Walter de Souza chega em Bento Gonçalves para trabalhar na metalurgia

Diferentemente de Samir, o mineiro Walter Martins de Souza chegou na Casa de Passagem com o objetivo de arrumar um emprego fixo e poder morar em Bento Gonçalves. Através de um conhecido que já está na cidade há tempo, ele conseguiu uma proposta de emprego no setor da metalurgia. Então, após a receber a oportunidade, Walter fez as malas e rumou à Serra Gaúcha em busca de uma vida melhor para ele e, no futuro, sua família.

Trabalho na função de soldador. Recebi essa proposta [de emprego] e estou aguardando o momento para começar a trabalhar. Eu estava desempregado na minha cidade e sem condições financeiras no momento. [Sou] pai de família e recebi essa proposta para vir para cá e vim apenas com o dinheiro da passagem. Cheguei aqui esperando o momento de fechamento e na rodoviária eu fiquei sabendo dessa casa.

O relato de Souza, de forma semelhante ao que foi descrito por Samir, por vezes a busca pela oportunidade e necessidade faz com que o interessado precise da Casa de Passagem, pois está em situação extrema. “Fui bem acolhido e é muito importante que as pessoas chegam aqui e, as vezes, não tem recursos para se alimentar, às vezes para hospedar também“.
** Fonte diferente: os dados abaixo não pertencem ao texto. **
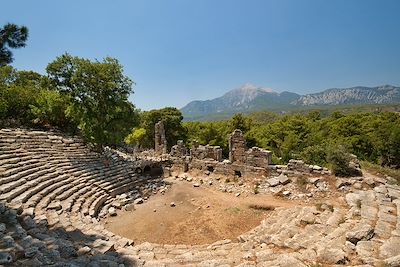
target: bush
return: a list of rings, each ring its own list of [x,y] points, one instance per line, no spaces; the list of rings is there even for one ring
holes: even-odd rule
[[[341,144],[335,144],[327,149],[326,160],[336,176],[347,177],[359,175],[359,170],[350,166],[351,154]]]
[[[30,115],[36,124],[58,126],[67,130],[71,121],[66,117],[65,111],[70,101],[68,97],[55,91],[40,90],[30,107]]]
[[[326,165],[326,147],[322,145],[306,147],[300,157],[308,164],[324,166]]]
[[[32,119],[29,106],[35,102],[37,92],[37,89],[31,87],[10,86],[5,88],[1,101],[3,102],[2,109],[5,111],[2,117],[29,123]]]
Ajuda para uma vida melhor

A Casa de Passagem tem um papel fundamental na reintegração das pessoas na sociedade, oportunizando novos começos com dignidade. Muitas histórias, diariamente passaram por ali e ainda vão passar. As pessoas que necessitam de oportunidade para uma melhora de vida, recomeço ou retomada, podem contar com a Casa de Passagem. Casos como de Walter e Francisco são motivo de contentamento para toda equipe que gere o espaço;

Tivemos muitos casos de sucesso, pessoas que acessaram a casa e a partir daqui começaram a trabalhar e hoje ajudam o nosso município como trabalhadores. Pessoas que tiveram problemas e a partir do encaminhamento de toda a equipe de assistência social, do trabalho feito puderam ser encaminhadas às suas famílias e hoje vivem bem. Então muito me orgulha” afirmou Virissimo.